You Have Present Blindness To The Psychic & Digital Connection
Let me ask you something: What if the barrier between the psychic realm and the digital realm isn’t technological at all? What if you don’t need new devices or fancy interfaces to begin interacting with computers in ways that feel fundamentally psychic?
Here’s what I mean: every time you post on social media, send an email, or even make a purchase online, you’re projecting your thoughts and intentions into a system that interprets them. These systems don’t just transmit—they respond. They predict, analyze, and amplify. They make decisions about you based on what you’ve shared, and sometimes, they know what you want before you do.
In a way, you’re already engaging in a kind of telecommunication that transcends the physical. Your thoughts—your digital “psychic output,” if you will—are already traveling through machines and creating feedback loops that shape your reality.
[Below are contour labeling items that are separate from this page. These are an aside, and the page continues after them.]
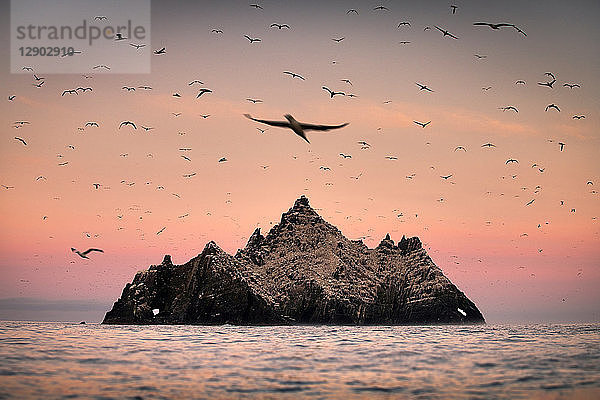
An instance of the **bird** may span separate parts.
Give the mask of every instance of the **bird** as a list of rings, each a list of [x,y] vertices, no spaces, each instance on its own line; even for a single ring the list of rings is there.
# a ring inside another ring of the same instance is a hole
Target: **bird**
[[[119,124],[119,129],[121,129],[121,127],[122,127],[123,125],[131,125],[131,126],[133,126],[133,129],[137,129],[137,126],[135,126],[135,124],[134,124],[133,122],[131,122],[131,121],[123,121],[123,122],[121,122],[121,123]]]
[[[77,255],[78,255],[79,257],[81,257],[81,258],[87,258],[87,259],[89,259],[89,257],[88,257],[87,255],[88,255],[89,253],[93,252],[93,251],[98,251],[98,252],[100,252],[100,253],[104,253],[104,250],[102,250],[102,249],[87,249],[87,250],[86,250],[86,251],[84,251],[84,252],[80,252],[79,250],[77,250],[77,249],[76,249],[76,248],[74,248],[74,247],[71,247],[71,251],[72,251],[73,253],[77,254]]]
[[[490,22],[475,22],[473,25],[489,26],[490,28],[492,28],[494,30],[498,30],[498,29],[506,26],[506,27],[514,28],[517,32],[522,33],[523,36],[527,36],[527,34],[525,32],[523,32],[521,29],[519,29],[514,24],[509,24],[509,23],[504,23],[504,22],[501,22],[499,24],[493,24]]]
[[[442,29],[442,28],[440,28],[440,27],[439,27],[439,26],[437,26],[437,25],[434,25],[434,26],[435,26],[435,28],[436,28],[438,31],[442,32],[442,33],[444,34],[444,36],[449,36],[449,37],[451,37],[451,38],[453,38],[453,39],[458,39],[456,36],[454,36],[453,34],[451,34],[450,32],[448,32],[447,30],[445,30],[445,29]]]
[[[282,127],[282,128],[290,128],[291,130],[294,131],[294,133],[296,135],[298,135],[302,139],[306,140],[307,143],[310,143],[310,141],[306,138],[306,134],[304,133],[304,131],[309,131],[309,130],[328,131],[328,130],[332,130],[332,129],[343,128],[346,125],[348,125],[347,122],[344,124],[340,124],[340,125],[306,124],[306,123],[296,121],[294,119],[294,117],[292,117],[290,114],[284,115],[284,117],[287,121],[268,121],[268,120],[263,120],[263,119],[256,119],[256,118],[252,118],[252,116],[250,114],[244,114],[244,116],[253,121],[260,122],[263,124],[267,124],[267,125],[271,125],[271,126],[278,126],[278,127]]]
[[[244,35],[244,37],[245,37],[246,39],[248,39],[248,40],[250,41],[250,43],[254,43],[254,42],[260,42],[260,41],[261,41],[261,40],[260,40],[260,38],[251,38],[251,37],[250,37],[250,36],[248,36],[248,35]]]
[[[200,89],[200,92],[198,93],[198,95],[196,96],[196,98],[202,96],[204,93],[212,93],[212,90],[206,89],[206,88],[202,88],[202,89]]]
[[[342,96],[345,96],[346,93],[344,92],[334,92],[331,89],[329,89],[327,86],[322,86],[321,89],[326,90],[329,92],[329,96],[333,99],[333,96],[335,96],[336,94],[340,94]]]
[[[283,71],[284,74],[290,75],[292,78],[298,78],[298,79],[302,79],[303,81],[305,81],[306,79],[304,79],[304,77],[300,74],[296,74],[294,72],[290,72],[290,71]]]
[[[433,90],[428,88],[426,85],[420,84],[418,82],[415,82],[415,85],[417,85],[419,87],[419,90],[429,90],[430,92],[433,92]]]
But if you dismiss this idea because it doesn’t fit your preconceived notions of “psychic communication,” you’re missing the point. You don’t need a new piece of hardware to make this connection. You just need to rethink what communication means in a digital world.
You’re Living in a Fractured Present
Here’s the real problem: you’re living in a fractured present. The tools, systems, and possibilities of today are already reshaping your world, but you’re still operating as if they belong to the future. Your understanding hasn’t caught up to the reality of what’s possible. And instead of closing that gap, you let it widen. You keep telling yourself the technology isn’t ready, that the systems aren’t advanced enough. But maybe it’s not the systems that are lagging. Maybe it’s you.
Every time you create a digital facsimile of yourself—on social media, in your purchasing data, through algorithms that predict your behavior—you’re participating in something extraordinary. But instead of seeing these tools as mirrors, you treat them as external. You distance yourself from them, even as they become a part of your identity.
This isn’t just about technology—it’s about how you understand yourself in relation to it. You’ve built tools that reflect your contradictions, your fantasies, and your blind spots. But instead of using them to confront those truths, you use them as excuses to stay where you are. You tell yourself the next breakthrough will solve the problem, without realizing that the solution is already in your hands.
Shaking Off Your Present Blindness: The Present Is Enough
Stop chasing the future. The future has already passed. The tools you need are here. The systems are in place. The possibilities are endless. The only question is: will you finally catch up to the present?